Now 60 years have passed and it remains influential to Millennials, like myself. I had that ravenous appetite for life, and sensation, experience, intellectual and philosophical grasping at the sands of time that Kerouac had identified with during those brilliant years when he penned, not just On The Road, but five novels, and a load of poems and short stories, before the defining beatnik classic would make him an international superstar.

Everything he did that was innocent and perfect happened before he was recognized for it. And the first book that he published, that bolstered him to a seat at the table, is largely left out of the beatnik canon. Maybe this is a lesson to be learned for myself. Poor Kerouac was 35 and accustomed to a creative life of poverty before publishing something that would launch him into a kind of life that he surely didn’t believe was for him.

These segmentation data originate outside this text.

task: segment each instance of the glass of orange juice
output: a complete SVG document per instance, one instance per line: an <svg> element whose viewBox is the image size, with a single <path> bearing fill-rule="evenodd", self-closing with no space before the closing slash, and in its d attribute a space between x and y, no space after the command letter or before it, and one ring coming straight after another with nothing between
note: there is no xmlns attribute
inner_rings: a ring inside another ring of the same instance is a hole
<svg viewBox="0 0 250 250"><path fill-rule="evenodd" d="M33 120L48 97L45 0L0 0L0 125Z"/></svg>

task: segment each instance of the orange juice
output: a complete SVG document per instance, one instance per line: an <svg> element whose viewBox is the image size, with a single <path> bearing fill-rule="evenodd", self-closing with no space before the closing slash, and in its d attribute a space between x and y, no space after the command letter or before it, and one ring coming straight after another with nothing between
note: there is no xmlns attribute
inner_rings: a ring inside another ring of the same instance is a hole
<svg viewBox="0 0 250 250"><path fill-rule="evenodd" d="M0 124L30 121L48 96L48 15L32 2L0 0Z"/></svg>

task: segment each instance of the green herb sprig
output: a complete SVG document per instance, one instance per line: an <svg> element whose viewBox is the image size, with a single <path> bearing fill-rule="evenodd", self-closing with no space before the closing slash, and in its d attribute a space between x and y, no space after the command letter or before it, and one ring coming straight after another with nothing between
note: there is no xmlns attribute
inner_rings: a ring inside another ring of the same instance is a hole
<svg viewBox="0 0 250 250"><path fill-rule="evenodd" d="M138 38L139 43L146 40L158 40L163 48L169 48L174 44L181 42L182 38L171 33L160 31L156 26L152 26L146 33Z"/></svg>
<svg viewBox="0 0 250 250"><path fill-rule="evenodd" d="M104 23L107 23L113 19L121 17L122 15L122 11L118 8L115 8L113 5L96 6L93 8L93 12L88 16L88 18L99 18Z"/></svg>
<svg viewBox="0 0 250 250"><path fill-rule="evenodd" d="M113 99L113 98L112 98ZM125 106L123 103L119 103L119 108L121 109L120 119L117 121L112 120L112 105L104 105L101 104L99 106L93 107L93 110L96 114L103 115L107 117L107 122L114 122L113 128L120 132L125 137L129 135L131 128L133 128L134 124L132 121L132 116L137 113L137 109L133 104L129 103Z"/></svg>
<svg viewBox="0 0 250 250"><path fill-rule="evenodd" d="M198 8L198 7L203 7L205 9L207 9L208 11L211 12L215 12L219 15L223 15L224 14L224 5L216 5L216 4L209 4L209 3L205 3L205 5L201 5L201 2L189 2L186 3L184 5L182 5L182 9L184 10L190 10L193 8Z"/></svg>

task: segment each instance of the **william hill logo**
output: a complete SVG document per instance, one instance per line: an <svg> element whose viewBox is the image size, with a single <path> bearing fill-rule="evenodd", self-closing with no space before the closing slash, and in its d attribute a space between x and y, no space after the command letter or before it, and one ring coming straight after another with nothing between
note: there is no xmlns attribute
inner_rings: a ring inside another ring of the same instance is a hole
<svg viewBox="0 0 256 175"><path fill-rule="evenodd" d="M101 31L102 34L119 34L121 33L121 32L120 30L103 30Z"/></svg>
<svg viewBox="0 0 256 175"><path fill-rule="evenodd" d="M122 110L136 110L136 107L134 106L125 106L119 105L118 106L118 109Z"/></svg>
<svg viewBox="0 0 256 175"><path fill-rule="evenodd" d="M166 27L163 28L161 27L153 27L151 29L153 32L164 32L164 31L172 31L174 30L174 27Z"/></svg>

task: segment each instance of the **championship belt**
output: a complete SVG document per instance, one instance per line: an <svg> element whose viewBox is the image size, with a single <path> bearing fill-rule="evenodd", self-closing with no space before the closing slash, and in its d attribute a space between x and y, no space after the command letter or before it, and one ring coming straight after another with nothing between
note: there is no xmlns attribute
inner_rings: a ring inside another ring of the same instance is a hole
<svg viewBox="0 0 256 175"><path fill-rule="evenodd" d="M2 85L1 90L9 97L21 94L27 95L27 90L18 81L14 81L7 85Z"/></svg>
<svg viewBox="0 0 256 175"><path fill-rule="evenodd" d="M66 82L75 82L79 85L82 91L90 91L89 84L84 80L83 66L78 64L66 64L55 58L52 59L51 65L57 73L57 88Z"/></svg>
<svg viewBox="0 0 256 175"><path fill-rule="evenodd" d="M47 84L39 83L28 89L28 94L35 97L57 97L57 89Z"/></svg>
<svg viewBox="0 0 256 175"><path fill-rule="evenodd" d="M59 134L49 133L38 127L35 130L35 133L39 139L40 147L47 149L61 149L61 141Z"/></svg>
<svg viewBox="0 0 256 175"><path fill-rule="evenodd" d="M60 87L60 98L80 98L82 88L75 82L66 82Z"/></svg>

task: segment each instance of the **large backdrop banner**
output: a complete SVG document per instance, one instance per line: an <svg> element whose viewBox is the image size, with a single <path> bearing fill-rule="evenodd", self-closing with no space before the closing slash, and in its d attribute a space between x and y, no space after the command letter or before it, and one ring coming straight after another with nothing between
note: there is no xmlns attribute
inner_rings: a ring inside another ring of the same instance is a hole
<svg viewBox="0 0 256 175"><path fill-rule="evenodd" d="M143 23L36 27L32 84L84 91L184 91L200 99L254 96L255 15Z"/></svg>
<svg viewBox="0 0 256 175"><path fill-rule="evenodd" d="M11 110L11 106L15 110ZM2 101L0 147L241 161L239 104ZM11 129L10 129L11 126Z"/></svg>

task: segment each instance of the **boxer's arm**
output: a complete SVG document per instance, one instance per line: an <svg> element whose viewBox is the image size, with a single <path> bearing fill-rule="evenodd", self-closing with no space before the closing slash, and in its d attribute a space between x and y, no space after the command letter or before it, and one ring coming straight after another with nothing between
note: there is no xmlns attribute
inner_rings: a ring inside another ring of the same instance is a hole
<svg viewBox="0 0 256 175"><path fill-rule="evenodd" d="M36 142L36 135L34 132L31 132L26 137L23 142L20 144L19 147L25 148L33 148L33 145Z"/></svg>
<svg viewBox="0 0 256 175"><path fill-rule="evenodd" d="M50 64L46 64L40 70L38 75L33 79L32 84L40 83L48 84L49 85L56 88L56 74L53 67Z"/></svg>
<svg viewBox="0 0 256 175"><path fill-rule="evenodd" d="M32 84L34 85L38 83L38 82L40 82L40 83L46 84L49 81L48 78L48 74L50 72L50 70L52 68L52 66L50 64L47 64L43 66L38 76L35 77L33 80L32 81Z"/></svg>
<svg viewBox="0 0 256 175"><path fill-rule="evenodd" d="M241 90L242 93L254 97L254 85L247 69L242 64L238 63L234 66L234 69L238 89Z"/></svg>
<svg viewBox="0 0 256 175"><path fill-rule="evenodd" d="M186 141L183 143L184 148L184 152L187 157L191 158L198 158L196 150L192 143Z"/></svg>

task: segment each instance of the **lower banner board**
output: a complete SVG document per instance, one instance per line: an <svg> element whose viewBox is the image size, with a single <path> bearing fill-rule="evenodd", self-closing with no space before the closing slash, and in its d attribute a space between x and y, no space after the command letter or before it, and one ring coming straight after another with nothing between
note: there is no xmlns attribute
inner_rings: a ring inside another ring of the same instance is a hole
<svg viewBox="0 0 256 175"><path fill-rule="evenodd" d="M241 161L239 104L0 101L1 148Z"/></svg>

I’m now 35 years old. I moved to Portland because of Kerouac, to find his equivalent, to a city with the kind of creativity that maybe San Francisco had back then. Fifteen years have passed, and I moved to Philadelphia to get closer to my ancestors, and in so doing, myself. I don’t have a stack of ingenius books waiting to be published, or the musical equivalent. I don’t have a deep network of brilliant future icons rooting for me. But I don’t need to compare myself to anyone, it just has me thinking, that’s all.

I think what I do have that I assume Kerouac had was a certain calm in the fact of my obscurity. I have no pressure to do anything. And when he became famous, his writing suddenly became forced. It was under pressure. There is a lesson there, should I continue to pursue the creative life. I want to sustain a second wave and let myself be what I am, regardless of any recognition for it.

I guess I have a clean slate. I can do what I want with it.

This blog has all that inner tension wrapped into it, but really, that tension is loosening. I get to choose how to approach things. I’m going to find musicians to play with. I’m going to write. I’m going to find myself a new network comprised of people that suit who I am now. I just have to do it. So here it is. This is what just pushing through looks like. This blog post, for starters.

My self-identity was all wrapped up into a delusional state brought upon by the pursuit of a beatnik life in Portland, in the year 2003, before the internet broke everything. I don’t have the same craving to become something anymore, but it doesn’t mean I want to stand by idly, silent. I just want to express myself clearly, buy a house, and do what I do there.

Philadelphia has enough room in it for at least that.